Maintenant il arrive que la solitude elle-même devient tendre et se brise, semblable à une tombe qui se brise et qui ne peut plus tenir ses morts. Partout on voit des ressuscités.

Maintenant, les vagues montent et montent autour de ta montagne, ô Zarathoustra. Et malgré l’élévation de ta hauteur, il faut que beaucoup montent auprès de toi ; ta barque ne doit plus rester longtemps à l’abri.

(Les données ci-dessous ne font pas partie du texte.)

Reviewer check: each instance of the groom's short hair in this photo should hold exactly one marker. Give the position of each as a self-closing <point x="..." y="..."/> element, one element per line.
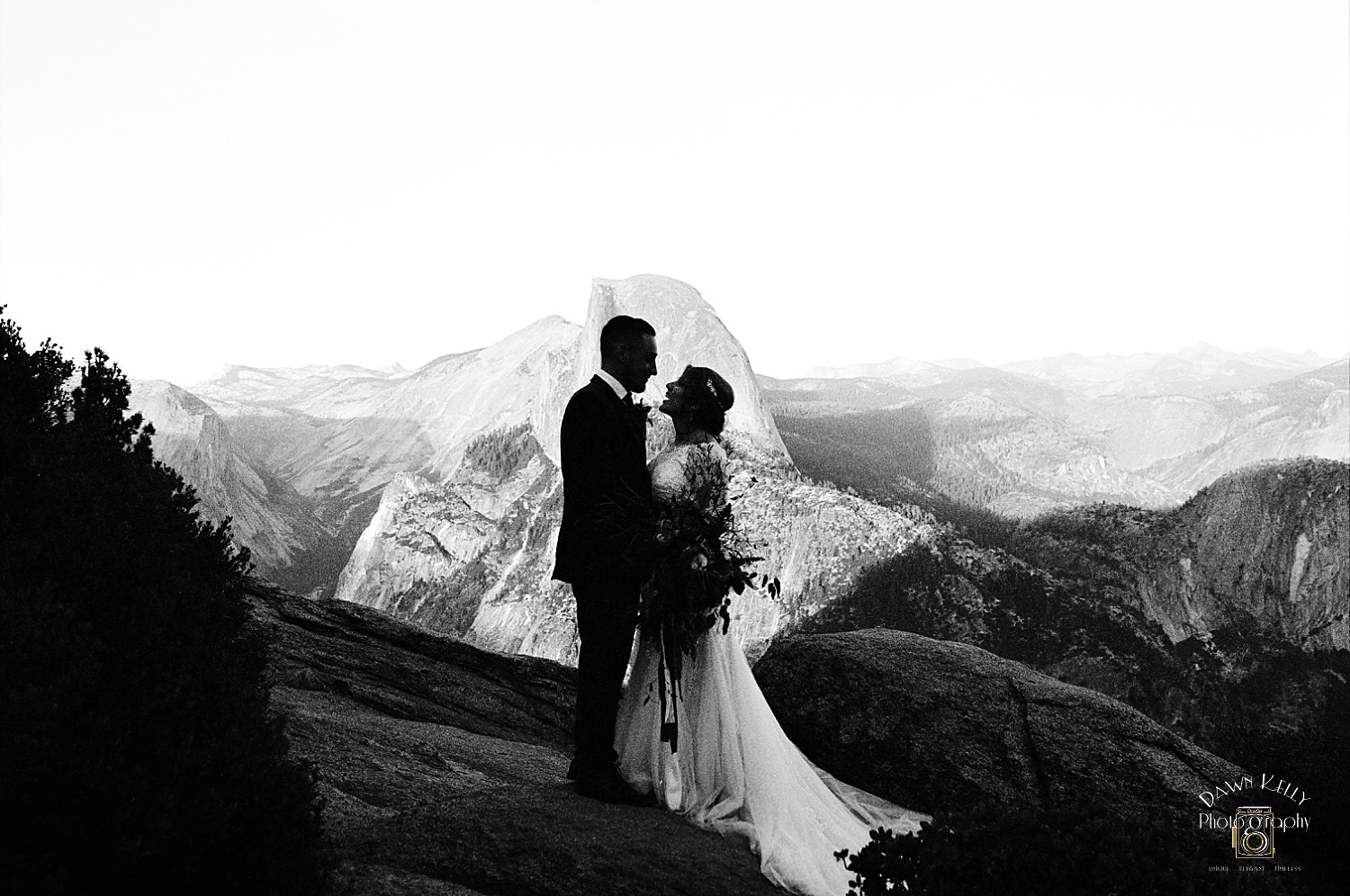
<point x="623" y="329"/>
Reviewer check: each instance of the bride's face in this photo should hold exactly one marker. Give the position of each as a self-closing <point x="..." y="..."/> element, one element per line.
<point x="677" y="399"/>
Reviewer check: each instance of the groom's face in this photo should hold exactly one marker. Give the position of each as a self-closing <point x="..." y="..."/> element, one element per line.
<point x="637" y="362"/>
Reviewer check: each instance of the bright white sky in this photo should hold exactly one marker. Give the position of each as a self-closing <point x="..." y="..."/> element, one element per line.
<point x="278" y="184"/>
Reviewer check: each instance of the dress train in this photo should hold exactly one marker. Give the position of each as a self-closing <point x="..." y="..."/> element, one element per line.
<point x="736" y="771"/>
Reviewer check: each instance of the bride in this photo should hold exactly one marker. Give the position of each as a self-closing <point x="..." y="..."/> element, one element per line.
<point x="709" y="747"/>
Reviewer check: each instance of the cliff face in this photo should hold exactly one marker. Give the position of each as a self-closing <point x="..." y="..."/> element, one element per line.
<point x="1266" y="548"/>
<point x="472" y="553"/>
<point x="288" y="542"/>
<point x="443" y="766"/>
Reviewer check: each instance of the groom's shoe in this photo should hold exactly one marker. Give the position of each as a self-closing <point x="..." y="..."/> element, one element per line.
<point x="608" y="785"/>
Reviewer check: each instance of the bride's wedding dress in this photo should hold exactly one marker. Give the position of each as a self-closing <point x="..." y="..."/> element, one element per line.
<point x="736" y="772"/>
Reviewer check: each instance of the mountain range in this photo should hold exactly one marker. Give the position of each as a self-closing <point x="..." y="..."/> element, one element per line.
<point x="435" y="493"/>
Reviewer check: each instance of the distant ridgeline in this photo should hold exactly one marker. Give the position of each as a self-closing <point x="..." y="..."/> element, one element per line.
<point x="1171" y="531"/>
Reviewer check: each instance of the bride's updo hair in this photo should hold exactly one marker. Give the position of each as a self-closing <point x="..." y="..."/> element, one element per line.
<point x="710" y="399"/>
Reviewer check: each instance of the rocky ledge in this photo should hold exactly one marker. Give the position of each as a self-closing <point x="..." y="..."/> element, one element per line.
<point x="445" y="766"/>
<point x="940" y="726"/>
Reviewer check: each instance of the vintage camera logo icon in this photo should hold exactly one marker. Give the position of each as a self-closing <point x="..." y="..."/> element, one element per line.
<point x="1253" y="831"/>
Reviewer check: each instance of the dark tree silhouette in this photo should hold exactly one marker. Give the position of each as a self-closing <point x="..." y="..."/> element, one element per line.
<point x="137" y="749"/>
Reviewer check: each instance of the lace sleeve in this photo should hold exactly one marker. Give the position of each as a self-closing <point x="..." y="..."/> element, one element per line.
<point x="705" y="471"/>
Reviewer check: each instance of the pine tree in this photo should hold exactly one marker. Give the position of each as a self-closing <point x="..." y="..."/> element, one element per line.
<point x="137" y="748"/>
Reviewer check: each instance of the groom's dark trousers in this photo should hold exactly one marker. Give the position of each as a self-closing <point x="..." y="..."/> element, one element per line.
<point x="607" y="498"/>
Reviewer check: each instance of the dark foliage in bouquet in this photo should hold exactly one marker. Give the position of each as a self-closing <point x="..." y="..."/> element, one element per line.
<point x="697" y="556"/>
<point x="138" y="750"/>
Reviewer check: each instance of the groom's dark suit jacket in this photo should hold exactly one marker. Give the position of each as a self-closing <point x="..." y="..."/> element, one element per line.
<point x="607" y="488"/>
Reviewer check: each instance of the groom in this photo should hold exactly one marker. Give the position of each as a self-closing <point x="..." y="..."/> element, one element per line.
<point x="604" y="452"/>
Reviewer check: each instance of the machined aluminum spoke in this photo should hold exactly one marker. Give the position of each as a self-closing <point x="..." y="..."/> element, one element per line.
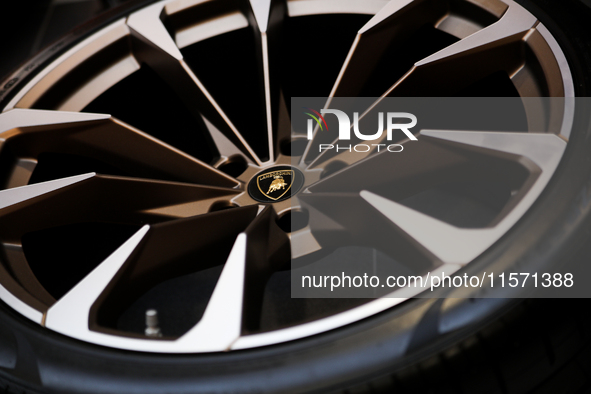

Et que nous soyons venus vers ta caverne, nous autres qui désespérions et qui déjà ne désespérons plus : ce n’est qu’un signe et un présage qu’il y en a de meilleurs que nous en route, —

car il est lui-même en route vers toi, le dernier reste de Dieu parmi les hommes ; c’est-à-dire : tous les hommes du grand désir, du grand dégoût, de la grande satiété,

— tous ceux qui ne veulent vivre sans pouvoir de nouveau apprendre à espérer — apprendre de toi, ô Zarathoustra, le grand espoir ! »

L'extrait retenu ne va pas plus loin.